Quote from: PBrennick on August 12, 2008, 12:13:17 AM
Up here in New England, we have been decimated by rainfall this year. Is this happening in other parts of the world? Not much of a summer, just a handful of days in the 90s and the nights are quite chilly!

It's the same here in New France (just a few miles from you I guess). Rain, rain and rain.
In the holyday season we are a little egocentric and we don't mind about the positives effects of rain   :green2


GregL

Here in the northwest US, our spring was very rainy, overcast and cool, much more so than normal. The garden got off to a really slow start. But now our summer has been sunny and dry for the most part, but not excessively warm.


japheth

Quote from: hutch-- on August 11, 2008, 01:56:55 PM
The comon notion of "destructive" is one of where a register is WRITTEN TO.


mov eax, eax


The register remains the same but it has had itself written back to itself.

No. If this were true, then the term "non-destructive write" would be nonsense. However, it isn't. A destructive write is a write which changes content. IMO that's a matter of course.

If the "destructive" is refering to a cache content which is modified, then this has to be said explicitly, it's surely not "common notion".

sinsi

I seem to remember reading somewhere that a simple "or eax,eax" to test for eax=0 was a bad idea and to use "test eax,eax" (Agner maybe?), because of the stall.
I remember because typing "or" was easier than typing "test", but my habit now is to use "test".

Off topic, but I use "sub eax,eax" rather than "xor eax,eax" because it sounds better in my brain when I say it...
Light travels faster than sound, that's why some people seem bright until you hear them.

hutch--

japheth,

> No. If this were true, then the term "non-destructive write" would be nonsense.

The term "non destructive write" IS nonsense. A write is a write is a write. code like,


mov eax, eax


differs from code like,


mov eax, ecx


only in what is written to EAX.
Download site for MASM32      New MASM Forum
https://masm32.com          https://masm32.com/board/index.php

Mark Jones

I agree with Sinsi here.
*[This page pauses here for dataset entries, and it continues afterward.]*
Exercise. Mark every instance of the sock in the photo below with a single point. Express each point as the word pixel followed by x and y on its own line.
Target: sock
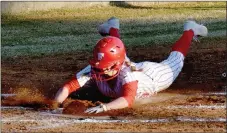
pixel 114 32
pixel 183 44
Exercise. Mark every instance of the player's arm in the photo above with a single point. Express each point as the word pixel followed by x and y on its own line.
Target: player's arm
pixel 126 100
pixel 74 84
pixel 67 89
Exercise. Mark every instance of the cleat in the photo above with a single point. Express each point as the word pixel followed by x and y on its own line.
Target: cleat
pixel 104 28
pixel 198 29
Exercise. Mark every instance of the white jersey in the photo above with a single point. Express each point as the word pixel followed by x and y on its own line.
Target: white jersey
pixel 152 77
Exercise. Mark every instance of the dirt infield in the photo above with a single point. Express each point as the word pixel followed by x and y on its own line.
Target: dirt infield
pixel 196 102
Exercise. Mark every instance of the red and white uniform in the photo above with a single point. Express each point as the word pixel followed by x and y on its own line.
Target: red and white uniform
pixel 149 77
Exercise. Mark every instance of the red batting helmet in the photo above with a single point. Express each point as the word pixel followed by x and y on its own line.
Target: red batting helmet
pixel 109 53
Using an Athlon box, if I take "de-facto standard code" which uses instructions like  ADD REG,1  and  CMP REG,0  and replace those with  INC REG  and  TEST REG,REG  then the code generally runs much faster.
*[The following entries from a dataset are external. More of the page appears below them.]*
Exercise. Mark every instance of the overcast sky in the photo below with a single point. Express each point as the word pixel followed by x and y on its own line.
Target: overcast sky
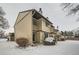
pixel 51 10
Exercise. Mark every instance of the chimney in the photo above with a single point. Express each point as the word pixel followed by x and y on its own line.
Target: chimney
pixel 40 10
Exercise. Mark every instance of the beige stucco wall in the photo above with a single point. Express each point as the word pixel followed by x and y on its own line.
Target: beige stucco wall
pixel 44 27
pixel 24 28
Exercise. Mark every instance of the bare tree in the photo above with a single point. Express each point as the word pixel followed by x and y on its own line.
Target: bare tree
pixel 71 8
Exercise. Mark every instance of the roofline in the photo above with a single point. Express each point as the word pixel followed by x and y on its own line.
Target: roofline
pixel 37 12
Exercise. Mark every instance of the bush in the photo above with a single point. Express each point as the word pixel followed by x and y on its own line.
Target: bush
pixel 22 42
Of course there are inherent differences in the various processors and now this code will run like crap on an Intel CPU... ::)

Therefore, we must all use SSE5 to test for zero instead! :bdg :lol
"To deny our impulses... foolish; to revel in them, chaos." MCJ 2003.08

jj2007

Quote from: sinsi on August 12, 2008, 12:01:12 PM
I seem to remember reading somewhere that a simple "or eax,eax" to test for eax=0 was a bad idea and to use "test eax,eax" (Agner maybe?), because of the stall.

Agner, microarchitecture, page 45:
If the SUB ECX,EAX instruction in the first triplet is changed to CMP ECX,EAX then ECX is not written to, and we will get a stall

Hmmm... so we must use a destructive instruction to avoid a stall?

I don't want to appear stupid, but I am still waiting for an explanation, better: a URL, explaining which cache is affected by or eax, eax
I have tried Google with a highly specific destructive "test eax" "or eax" search, but it yields only 15 hits, most of them irrelevant; and this thread here is on top (yeah, they are fast at Google :U).

EDIT: Slowly going mad. I want to understand these things... I even downloaded the Intel® Architecture Optimization Reference Manual here. 322 pages, 330 times cache, 0 times destructive.

MichaelW

The only relevant thing I could find in Agner Fog's recent optimization manuals was the statement that TEST can cause partial flags stalls when followed by LAHF or PUSHF(D), where under the same conditions AND and OR will not, but I think this is not really worth considering because of the unusual conditions.

From the IA-32 Intel Architecture Optimization Reference Manual (24896611.pdf):
Quote
Use test when comparing a value in a register with zero. Test essentially ands the operands together without writing to a destination register. Test is preferred over and because and produces an extra result register. Test is better than cmp ..., 0 because the instruction size is smaller.

Assembly/Compiler Coding Rule 50. (ML impact, M generality)
Use the test instruction instead of and when the result of the logical and is not used. This saves uops in execution. Use a test if a register with itself instead of a cmp of the register to zero, this saves the need to encode the zero and saves encoding space. Avoid comparing a constant to a memory operand. It is preferable to load the memory operand and compare the constant to a register.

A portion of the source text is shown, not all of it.